Worker's Compensation
In speaking with small business owners throughout California, it is clear that the rapidly escalating costs of Workers' Compensation Insurance are having a significant financial impact on their business. One small business, Rockwell's Cafe based in Villa Park, California has a quarterly payment of $35,000 to the California Division of Workers' Compensation (DWC), and this is considered at the low end of the scale relative to other restaurants and businesses. The intent of this paper is to evaluate how worker's compensation is having a very significant effect on small businesses' ability to stay in business, and also provide insights into how health insurance actually reduces workers' compensation claims for a business (Lakdawalla, Reville, Seabury, 2007)
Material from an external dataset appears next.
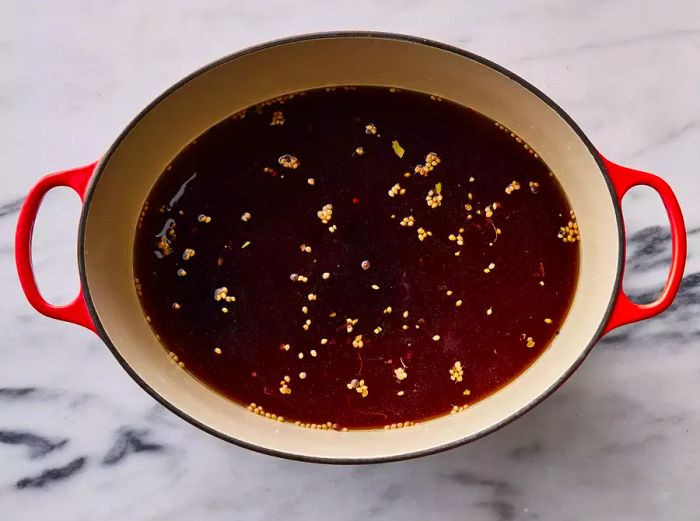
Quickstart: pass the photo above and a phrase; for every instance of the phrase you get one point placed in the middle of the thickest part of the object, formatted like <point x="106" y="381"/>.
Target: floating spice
<point x="291" y="295"/>
<point x="398" y="149"/>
The Human Resource Dilemma of Worker's Compensation
In many states including California, even if a business has just one employee there are required to carry worker's compensation insurance, even if the employee is undocumented (Query, 2006). Many small business owners ask why they must pay for worker's compensation for undocumented workers, yet the irony is that at times these workers are hired because they will work for significantly less than others. California has been a state that has upheld the rights of undocumented workers to be accounted for under worker's compensation insurance, with several courts referring back to the Federal Immigration Reform and Control Act of 1986 (IRCA) (Query, 2006). This is the paradox that many small business owners throughout California find themselves in today regarding worker's compensation. They cannot find documented workers who will take minimum wage for intermediate to advanced -- risk jobs including tree trimming, heavy landscaping or roofing, yet paradoxically these are the highest at-risk jobs according to the California Division of Workers' Compensation (DWC) (Nguyen, Kleiner, 2005). Factors that will reduce the amount of worker's compensation insurance employers must pay include if they offer health insurance, and what their previous safety history has been (Nguyen, Kleiner, 2005). The DWC also calculates insurance premiums through a benchmarking process that takes into account the frequency of on-the-job injury and the severity of injury by occupation. Roofers for example pay exceptionally high rates of worker's compensation insurance in California as a result.
Steps to Resolving the Dilemma of Worker's Compensation
The combined effects of the recession and the budget crisis in California are making it extremely difficult for small business in intermediate or high risk businesses to stay solvent. Many have had to sell to larger competitors or exit the business entirely, with the owner of Rockwell's selling to an investment group which manages small, independent cafes and restaurants. The bottom line is that the high cost of worker's compensation is forcing many employees to quit offering healthcare or risk not being able to stay in business. This supports the empirically-derived research that states workers' compensation is the only healthcare system for millions of Americans (Lakdawalla, Reville, Seabury, 2007). For small business owners resolving the ethical dilemma of hiring undocumented workers on the one hand to keep labor costs down but still paying worker's compensation insurance, especially in California, on the other, have had the net effect of reducing the employment rate.